AFF A700、FAS9000のFAN障害による環境シャットダウン
環境
- ONTAP 9
- AFF A700/FAS9000
- SPファームウェアバージョン4.7以降
問題
- 「複数のファンが故障しました」というイベントによりコントローラーの電源がオフになり、パートナーによる引き継ぎが発生します。
- AutoSupport生成:
HA Group Notification (MULTIPLE FAN FAILED: System will shut down in 2 minutes) ERROR - EMS/イベントログには、次のファンエラーが1つ以上表示されます:
::> event log show -event *fan*
[cluster-01: env_mgr: monitor.chassisFan.stop:error]: Chassis fan contains at least one stopped fan: FanB1 F1 at failed
[cluster-01: env_mgr: monitor.chassisFan.stop:error]: Chassis fan contains at least one stopped fan: FanB1 F2 at failed
[cluster-01: env_mgr: monitor.chassisFan.stop:error]: Chassis fan contains at least one stopped fan: FanB1 F3 at failed
[cluster-01: env_mgr: monitor.chassisFan.stop:error]: Chassis fan contains at least one stopped fan: FanB1 F4 at failed
[cluster-01: env_mgr: monitor.chassisFanFail.xMinShutdown:EMERGENCY]: Multiple Chassis Fan failure: System will shut down in 2 minutes.

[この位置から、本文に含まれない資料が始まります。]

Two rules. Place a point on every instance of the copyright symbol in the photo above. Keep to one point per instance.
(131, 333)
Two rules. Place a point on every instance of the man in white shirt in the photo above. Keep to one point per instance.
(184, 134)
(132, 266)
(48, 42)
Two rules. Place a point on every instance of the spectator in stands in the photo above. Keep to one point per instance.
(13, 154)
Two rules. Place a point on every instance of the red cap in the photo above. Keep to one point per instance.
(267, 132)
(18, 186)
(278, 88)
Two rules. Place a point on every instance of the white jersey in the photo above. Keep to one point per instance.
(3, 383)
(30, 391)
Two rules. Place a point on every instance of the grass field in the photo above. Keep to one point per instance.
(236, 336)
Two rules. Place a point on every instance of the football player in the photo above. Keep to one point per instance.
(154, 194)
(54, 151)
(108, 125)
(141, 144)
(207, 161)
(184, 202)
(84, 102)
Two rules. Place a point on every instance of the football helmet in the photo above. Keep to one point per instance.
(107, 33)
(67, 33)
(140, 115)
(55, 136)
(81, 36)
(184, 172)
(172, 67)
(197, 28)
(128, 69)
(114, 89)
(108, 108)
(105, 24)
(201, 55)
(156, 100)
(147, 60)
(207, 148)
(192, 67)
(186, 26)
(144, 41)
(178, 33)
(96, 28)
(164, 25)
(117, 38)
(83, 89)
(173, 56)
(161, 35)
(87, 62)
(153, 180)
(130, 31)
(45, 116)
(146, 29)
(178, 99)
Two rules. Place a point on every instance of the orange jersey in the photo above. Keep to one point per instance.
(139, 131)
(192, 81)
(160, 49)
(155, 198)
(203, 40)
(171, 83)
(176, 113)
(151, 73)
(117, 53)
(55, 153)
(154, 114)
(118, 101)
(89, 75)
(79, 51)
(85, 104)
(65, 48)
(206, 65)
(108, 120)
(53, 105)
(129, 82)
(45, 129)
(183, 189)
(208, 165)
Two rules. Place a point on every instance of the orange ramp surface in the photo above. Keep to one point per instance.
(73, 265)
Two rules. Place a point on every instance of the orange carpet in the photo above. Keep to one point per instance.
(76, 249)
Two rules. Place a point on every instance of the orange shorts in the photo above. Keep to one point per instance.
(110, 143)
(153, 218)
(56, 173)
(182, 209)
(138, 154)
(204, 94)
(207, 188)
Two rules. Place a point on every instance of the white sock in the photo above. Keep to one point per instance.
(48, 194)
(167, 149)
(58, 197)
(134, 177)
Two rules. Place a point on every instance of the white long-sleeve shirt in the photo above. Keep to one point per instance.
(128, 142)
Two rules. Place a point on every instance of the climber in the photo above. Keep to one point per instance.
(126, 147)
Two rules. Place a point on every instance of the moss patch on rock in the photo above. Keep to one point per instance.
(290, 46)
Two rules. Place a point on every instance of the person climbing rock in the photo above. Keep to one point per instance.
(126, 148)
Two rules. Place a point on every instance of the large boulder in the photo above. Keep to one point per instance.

[cluster-01: monitor: monitor.globalStatus.critical:EMERGENCY]: Multiple fans has failed: FanB1 F1, FanB1 F2, FanB1 F3, FanB1 F4.
[cluster-01: env_mgr: callhome.c.fan.fru.shut:error]: Call home for MULTIPLE FAN FAILED: System will shut down in 2 minutes
[cluster-01: env_mgr: monitor.shutdown.emergency:EMERGENCY]: Emergency shutdown: Environmental Reason Shutdown (Multiple fans failed)
- SP syslog(
sp status -d出力に含まれる)には次のものが含まれます:
[477 WARNING][Porting/platform/PDKFan.c:1397]FanDaemon: Failure to read FanModuleData from fan module 1
[477 WARNING][Porting/platform/PDKFan.c:1416]FanDaemon: Fan module 1 marked bad after 3 consecutive failures
[477 WARNING][Porting/platform/PDKFan.c:1397]FanDaemon: Failure to read FanModuleData from fan module 1
[477 WARNING][Porting/platform/PDKFan.c:1416]FanDaemon: Fan module 1 marked bad after 3 consecutive failures
system node environment sensors showの出力は、FRU FanB1(またはその他の影響を受けるファン)に障害/MULTIFAULTがあることを示します。